With the release of several compact discs featuring the music of Brazil’s Dom Pedro I, Antônio Carlos Gomes, Antônio Francisco Braga, Leopoldo Américo Miguez, and Alberto Nepomuceno, Naxos continues its invaluable exploration of the musical heritage of South America’s largest country. The English Chamber Orchestra, led by Neil Thomson and the Minas Gerais Philharmonic Orchestra led by Fabio Mechetti play up a storm.

In the second volume of Chôros by the late Brazilian composer Camargo Guarnieri the listener is treated to quintessentially Brazilian music that taps into that country’s baiao, maracatu, and embolada, the music brought to life by the Orquestra Sinfônica do Estado de São Paulo brilliantly conducted by Roberto Tibiriçá.

In yet another Naxos release the neglected music of César Guerra-Peixe is heard. An immensely gifted Brazilian composer and conductor, son of Portuguese immigrants of Romani origins, Guerra-Peixe integrated elements of the music of the Brazilian northeast with the use of a mix of tonality and dissonance, rhythmic drive, and lyricism.

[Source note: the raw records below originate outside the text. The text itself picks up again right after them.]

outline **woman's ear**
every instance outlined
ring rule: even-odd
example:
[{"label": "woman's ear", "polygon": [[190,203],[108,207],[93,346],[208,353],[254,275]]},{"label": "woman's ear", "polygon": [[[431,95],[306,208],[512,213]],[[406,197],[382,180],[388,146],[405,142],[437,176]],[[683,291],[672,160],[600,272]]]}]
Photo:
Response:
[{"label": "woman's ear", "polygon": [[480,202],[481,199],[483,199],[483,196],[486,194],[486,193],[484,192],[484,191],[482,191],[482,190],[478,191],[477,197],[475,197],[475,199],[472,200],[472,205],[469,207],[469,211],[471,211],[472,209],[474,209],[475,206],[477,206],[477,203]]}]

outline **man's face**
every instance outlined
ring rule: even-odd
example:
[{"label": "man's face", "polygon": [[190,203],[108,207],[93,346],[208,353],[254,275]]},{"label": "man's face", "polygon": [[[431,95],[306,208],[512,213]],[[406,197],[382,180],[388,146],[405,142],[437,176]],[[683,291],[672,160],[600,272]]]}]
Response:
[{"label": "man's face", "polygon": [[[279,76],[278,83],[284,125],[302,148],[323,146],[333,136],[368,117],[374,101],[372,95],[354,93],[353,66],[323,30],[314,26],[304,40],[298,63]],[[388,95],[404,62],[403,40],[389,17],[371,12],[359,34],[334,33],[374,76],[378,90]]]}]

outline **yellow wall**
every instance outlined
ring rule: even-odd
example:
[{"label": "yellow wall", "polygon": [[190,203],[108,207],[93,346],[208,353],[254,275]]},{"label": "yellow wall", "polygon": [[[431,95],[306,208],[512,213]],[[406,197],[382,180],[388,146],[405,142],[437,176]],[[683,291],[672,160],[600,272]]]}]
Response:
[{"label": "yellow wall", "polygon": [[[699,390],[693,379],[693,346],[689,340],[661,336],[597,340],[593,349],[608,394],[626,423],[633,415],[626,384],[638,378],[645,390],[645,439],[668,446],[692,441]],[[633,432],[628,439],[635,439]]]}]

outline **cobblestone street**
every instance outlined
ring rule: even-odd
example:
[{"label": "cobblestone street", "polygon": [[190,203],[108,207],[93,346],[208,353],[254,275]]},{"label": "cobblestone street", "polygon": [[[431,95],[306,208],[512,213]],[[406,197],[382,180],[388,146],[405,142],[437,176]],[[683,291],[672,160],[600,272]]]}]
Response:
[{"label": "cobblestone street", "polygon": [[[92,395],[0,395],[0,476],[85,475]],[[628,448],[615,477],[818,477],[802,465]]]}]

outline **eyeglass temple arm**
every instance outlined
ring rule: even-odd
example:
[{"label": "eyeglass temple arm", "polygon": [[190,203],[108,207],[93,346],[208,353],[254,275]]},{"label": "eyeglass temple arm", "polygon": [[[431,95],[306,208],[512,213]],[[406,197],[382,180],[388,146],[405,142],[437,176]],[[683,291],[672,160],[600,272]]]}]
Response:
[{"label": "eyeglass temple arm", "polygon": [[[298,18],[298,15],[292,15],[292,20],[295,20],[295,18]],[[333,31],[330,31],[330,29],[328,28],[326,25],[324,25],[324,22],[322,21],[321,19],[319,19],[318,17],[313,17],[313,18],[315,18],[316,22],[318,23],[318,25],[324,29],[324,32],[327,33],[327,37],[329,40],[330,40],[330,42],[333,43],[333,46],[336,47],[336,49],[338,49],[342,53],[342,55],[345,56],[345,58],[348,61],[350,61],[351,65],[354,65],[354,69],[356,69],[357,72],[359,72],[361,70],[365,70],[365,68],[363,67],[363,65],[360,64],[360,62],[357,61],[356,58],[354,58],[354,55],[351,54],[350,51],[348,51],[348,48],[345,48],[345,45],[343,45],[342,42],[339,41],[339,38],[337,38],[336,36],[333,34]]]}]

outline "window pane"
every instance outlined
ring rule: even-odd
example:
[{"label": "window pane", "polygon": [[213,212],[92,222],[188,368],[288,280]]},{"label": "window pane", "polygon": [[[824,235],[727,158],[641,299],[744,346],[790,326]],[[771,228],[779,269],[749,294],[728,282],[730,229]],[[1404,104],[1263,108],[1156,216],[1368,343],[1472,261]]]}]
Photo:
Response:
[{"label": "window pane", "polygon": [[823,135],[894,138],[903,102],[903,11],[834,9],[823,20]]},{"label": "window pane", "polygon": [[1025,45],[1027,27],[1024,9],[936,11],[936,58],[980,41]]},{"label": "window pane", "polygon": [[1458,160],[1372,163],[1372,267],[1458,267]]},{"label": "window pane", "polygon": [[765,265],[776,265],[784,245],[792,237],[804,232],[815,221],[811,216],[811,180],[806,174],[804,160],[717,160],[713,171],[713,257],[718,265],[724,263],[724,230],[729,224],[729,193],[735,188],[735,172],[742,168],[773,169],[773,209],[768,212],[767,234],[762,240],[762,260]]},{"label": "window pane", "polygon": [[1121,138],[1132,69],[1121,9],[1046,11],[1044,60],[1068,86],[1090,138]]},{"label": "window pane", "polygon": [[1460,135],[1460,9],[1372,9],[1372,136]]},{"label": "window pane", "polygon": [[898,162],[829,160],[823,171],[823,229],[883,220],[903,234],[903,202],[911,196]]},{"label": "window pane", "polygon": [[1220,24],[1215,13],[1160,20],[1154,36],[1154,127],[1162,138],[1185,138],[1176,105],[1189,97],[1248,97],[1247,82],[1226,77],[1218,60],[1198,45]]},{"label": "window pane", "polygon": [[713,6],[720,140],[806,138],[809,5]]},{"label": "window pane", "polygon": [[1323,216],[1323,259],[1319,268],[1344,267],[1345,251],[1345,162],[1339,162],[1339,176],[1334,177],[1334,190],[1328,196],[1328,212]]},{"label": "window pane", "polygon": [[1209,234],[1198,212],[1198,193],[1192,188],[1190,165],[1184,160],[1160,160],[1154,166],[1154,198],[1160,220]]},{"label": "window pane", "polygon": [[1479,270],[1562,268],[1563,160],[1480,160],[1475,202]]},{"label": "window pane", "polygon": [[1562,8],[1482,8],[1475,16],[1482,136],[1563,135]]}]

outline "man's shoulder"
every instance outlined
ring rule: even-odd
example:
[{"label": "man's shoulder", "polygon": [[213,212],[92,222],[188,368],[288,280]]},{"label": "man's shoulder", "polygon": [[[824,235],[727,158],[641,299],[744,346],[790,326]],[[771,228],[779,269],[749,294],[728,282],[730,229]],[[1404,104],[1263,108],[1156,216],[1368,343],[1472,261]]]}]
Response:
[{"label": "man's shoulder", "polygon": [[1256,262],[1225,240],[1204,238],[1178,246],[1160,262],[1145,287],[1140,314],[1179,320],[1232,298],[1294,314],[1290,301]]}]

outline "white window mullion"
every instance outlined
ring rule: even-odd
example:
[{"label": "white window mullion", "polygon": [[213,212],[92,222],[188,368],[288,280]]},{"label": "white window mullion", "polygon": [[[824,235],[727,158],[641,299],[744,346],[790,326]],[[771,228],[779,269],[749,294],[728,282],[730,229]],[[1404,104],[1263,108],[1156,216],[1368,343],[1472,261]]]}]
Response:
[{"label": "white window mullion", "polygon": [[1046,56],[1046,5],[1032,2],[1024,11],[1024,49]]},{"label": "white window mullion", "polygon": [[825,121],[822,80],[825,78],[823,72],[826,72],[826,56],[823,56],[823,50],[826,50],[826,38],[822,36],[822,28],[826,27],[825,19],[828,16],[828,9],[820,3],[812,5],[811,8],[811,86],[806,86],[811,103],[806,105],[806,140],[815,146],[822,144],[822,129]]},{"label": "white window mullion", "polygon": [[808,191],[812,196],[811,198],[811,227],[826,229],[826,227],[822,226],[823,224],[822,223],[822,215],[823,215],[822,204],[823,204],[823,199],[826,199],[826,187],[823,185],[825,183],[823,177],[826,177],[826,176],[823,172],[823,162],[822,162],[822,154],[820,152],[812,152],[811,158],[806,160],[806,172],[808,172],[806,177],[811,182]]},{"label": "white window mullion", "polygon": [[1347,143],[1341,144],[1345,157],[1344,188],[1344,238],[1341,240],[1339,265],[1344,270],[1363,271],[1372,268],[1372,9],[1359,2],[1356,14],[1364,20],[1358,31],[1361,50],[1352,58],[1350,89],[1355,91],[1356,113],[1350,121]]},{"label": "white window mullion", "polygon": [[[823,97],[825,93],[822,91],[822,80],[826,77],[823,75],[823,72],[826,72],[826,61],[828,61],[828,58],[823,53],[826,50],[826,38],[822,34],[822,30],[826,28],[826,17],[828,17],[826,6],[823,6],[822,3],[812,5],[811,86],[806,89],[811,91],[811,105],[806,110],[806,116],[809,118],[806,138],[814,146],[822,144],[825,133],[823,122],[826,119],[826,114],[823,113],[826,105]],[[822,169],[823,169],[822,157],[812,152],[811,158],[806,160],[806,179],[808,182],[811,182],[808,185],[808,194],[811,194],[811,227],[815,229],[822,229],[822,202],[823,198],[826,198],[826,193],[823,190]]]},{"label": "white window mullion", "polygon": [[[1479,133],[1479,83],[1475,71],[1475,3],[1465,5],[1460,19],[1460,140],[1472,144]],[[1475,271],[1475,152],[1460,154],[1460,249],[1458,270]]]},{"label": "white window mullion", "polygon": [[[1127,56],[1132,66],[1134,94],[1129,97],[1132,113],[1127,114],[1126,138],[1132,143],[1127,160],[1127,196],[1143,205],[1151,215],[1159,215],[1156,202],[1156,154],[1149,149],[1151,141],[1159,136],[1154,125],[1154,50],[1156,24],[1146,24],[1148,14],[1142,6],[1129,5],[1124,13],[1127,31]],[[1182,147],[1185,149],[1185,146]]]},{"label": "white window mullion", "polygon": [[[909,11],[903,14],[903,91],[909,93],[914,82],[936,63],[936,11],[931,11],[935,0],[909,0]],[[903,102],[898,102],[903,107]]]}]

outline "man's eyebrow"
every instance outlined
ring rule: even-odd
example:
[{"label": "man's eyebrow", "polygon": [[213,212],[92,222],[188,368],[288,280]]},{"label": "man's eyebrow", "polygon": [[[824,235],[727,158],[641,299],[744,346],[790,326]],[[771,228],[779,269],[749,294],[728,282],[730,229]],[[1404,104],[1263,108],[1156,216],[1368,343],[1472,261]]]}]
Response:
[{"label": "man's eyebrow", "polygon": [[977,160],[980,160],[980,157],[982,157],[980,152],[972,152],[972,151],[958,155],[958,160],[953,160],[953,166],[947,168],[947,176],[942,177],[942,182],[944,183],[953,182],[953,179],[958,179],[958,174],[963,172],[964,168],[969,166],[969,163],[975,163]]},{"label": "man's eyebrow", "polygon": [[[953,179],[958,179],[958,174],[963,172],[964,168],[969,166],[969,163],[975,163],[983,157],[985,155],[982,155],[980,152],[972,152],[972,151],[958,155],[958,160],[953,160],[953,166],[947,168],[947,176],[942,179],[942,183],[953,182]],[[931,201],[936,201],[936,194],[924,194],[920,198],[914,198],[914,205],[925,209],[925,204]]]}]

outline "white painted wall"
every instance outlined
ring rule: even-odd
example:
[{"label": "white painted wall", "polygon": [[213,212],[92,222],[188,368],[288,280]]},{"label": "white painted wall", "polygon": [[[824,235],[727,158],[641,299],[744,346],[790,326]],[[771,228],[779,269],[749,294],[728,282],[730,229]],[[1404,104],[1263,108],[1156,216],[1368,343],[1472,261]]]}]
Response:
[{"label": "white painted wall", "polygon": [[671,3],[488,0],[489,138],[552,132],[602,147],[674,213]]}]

In a BIS CD of Soviet-era “pop”-style music by Shostakovich, Andrew Litton and the Singapore Symphony Orchestra have fun exploring the nose-thumbing side of the composer with the 1934 Suite for Jazz Orchestra No. 1, written for a competition of works of ‘Soviet Jazz,’ which Litton conducts from the piano. The coolest selection in the CD is by far Shostakovich’s version of Vincent Youmans’ Tea for Two, titled Tahiti Trot!


In Albany Records’ new release Tania León: Teclas de mi Piano, pianist Adam Kent takes the listener on a journey of compositions for the keyboard by the Pulitzer Prize winning, Kennedy Center Honoree, Tania León. The Cuban-born composer pulls-off an uncanny musical feat by straddling the objectivity, complexity, and sobriety of concert music and the down-home earthiness of the popular and folk music of her native Cuba.


The Reference Recordings CD Invasion, which gives its title to a collection of works for the piano featuring the protean Ukrainian American pianist, Nadia Shpachenko brings to vivid life a handful of works by Lewis Spratlan – some inspired by the horrors of war, with Spratlan and Shpachenko, soulmates against man’s inhumanity to man.


In SHINING SHORE Music of Early America, the Virginia Baroque Ensemble recorded for their own label – Three Notch’d Road – a collection of earthy and spiritual music about mortality and immortality, and about both the joys and vicissitudes of the here and now – all five members of the ensemble excelling in consistently enchanting, unpretentious, straightforward, and honest music-making.